Life-changing program for Dreamers helped change political history
Eight years ago, during the final months of another presidential election year, the Deferred Action for Childhood Arrivals (DACA) program officially launched. Since that first application day of August 15, 2012, more than 800,000 Dreamers have relied on DACA’s life-changing protections and opportunities to strengthen their communities and the country.
Of course, as we celebrate the eight year anniversary of DACA, Dreamers’ futures remain needlessly threatened due to the relentless attacks on DACA by the Trump administration and the complicity of Republicans in Congress:
- The Trump Administration remains in open defiance of the Supreme Court’s recent ruling on DACA and in violation of both administrative and constitutional law.
- A federal judge yesterday chastised DHS officials for declaring that the Supreme Court’s recent decision on DACA “has no basis in law.” District Court Judge Nicholas Garaufis specifically called out Attorney General William Barr to rein in senior DHS leadership, including Wolf, saying, “The attorney general should advise his client Mr. Wolf that it is not [a] benefit to anyone to have a federal agency take issue with a decision of the Supreme Court.”
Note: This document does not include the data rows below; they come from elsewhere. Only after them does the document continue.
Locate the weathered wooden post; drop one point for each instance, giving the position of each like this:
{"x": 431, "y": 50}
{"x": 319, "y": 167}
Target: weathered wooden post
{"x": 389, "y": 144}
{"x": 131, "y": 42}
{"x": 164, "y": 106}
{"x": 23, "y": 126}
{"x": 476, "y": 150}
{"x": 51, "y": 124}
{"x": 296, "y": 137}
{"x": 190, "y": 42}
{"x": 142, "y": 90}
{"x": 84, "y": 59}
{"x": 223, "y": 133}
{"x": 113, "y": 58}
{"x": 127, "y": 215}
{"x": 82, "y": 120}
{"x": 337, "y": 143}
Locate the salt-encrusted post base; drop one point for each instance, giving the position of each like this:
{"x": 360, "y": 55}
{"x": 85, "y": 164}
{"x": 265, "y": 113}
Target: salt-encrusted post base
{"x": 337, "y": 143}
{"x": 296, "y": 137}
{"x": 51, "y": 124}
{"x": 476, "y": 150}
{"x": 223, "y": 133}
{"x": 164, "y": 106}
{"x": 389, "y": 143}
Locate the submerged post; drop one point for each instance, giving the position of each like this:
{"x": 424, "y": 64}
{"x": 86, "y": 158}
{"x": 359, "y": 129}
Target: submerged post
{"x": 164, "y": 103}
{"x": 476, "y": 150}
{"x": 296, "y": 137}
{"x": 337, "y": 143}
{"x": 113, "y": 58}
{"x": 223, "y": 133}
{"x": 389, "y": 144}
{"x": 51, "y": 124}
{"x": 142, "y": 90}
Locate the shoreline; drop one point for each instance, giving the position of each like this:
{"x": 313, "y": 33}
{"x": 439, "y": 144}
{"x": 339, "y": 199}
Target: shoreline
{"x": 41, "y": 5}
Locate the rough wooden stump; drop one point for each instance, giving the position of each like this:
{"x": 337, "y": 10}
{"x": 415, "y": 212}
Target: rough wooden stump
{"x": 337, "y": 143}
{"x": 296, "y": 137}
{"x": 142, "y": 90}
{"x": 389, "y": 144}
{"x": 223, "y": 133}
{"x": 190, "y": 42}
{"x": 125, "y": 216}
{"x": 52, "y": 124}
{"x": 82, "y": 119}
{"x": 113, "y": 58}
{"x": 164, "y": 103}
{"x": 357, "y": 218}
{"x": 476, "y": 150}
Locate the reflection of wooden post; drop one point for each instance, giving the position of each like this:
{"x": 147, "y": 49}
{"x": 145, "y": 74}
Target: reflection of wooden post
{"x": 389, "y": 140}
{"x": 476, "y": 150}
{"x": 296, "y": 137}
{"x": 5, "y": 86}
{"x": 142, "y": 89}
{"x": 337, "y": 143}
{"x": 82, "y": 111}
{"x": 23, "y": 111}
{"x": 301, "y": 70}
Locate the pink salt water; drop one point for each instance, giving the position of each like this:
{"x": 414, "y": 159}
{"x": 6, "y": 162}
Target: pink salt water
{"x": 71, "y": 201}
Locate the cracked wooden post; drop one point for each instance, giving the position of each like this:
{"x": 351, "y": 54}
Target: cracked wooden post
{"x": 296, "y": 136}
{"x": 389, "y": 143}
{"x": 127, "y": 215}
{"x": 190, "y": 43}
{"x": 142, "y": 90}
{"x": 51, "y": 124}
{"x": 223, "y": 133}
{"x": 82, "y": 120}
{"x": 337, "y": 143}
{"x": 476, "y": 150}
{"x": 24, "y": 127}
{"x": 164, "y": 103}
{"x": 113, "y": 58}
- The administration’s recent memo curtailing DACA, authored by Acting Secretary of Homeland Security Chad Wolf, signals a two-step death knell for the popular program: restrict it now; end it just after the election.
- Today’s report by the Government Accountability Office (GAO) finds that the senior leadership of the Department of Homeland Security – Including Chad Wolf – are not legally eligible to serve in their current roles and calls into question the legality of policies enacted on their watch.
Just like in 2012, the Trump administration’s attacks on DACA ensure that Dreamers and the future of programs like DACA are on the ballot this November. The GOP position is clear: end DACA, block legislation and blame Democrats for not legislating a solution. This should be troubling news for Republicans given that in poll after poll, four-fifths of the country and a majority of Republicans support Dreamers and DACA.
As a reminder, DACA and immigration contrasts helped change political history in 2012 and could once again. On June 15, 2012, President Obama announced DACA and subsequently sparked support and enthusiasm among Latino voters and other pro-immigrant voters who had been disillusioned with the lack of progress on immigration reform and record-high deportations during his first years in office. Meanwhile, Mitt Romney had pledged to veto the Dream Act and embraced self-deportation (see here for a reminder of how immigration changed the course of the 2012 elections).
According to Douglas Rivlin, Director of Communication for America’s Voice:
The strong majority of Americans recoil from Trump’s obsessive anti-immigrant focus, including his ongoing attacks against Dreamers.
Americans have come to know Dreamers, their stories, their families, and the fundamental fact that Dreamers are American. They are our neighbors and integral members of our communities and the law should catch up with reality by giving Dreamers a path to permanent legal status and citizenship.
The lawlessness of this campaign by Trump and his regime to defy the Supreme Court by denying new DACA applications and attempting to place the Trump administration above the law and the Supreme Court is absurd, hurtful and politically damaging to Republicans up and down the ticket. The very people claiming to be the champions of law and order in their heavy handed enforcement actions against immigrants and citizens are in their offices illegally, according to the government’s top watchdog, the GAO. This fish stinks from the top, yet Wolf, Morgan and Cuccinelli continue to make policy to further the nationalist agenda of the Trump regime.
The good news is that Americans remember what making legal status available to people looks like. It looks like the long lines and massive crowds that lined up for a chance to apply for DACA eight years ago this weekend at Navy Pier in Chicago and in cities across the country. It is pretty plain to American voters, even as reporters and politicians continue to frame immigration as a ‘controversial’ issue. The American people want longtime, deeply rooted immigrants who are thoroughly American already to be able to get in line and obtain the piece of paper that will allow them to continue living, working and raising families in the U.S. and building a better future for themselves and all Americans.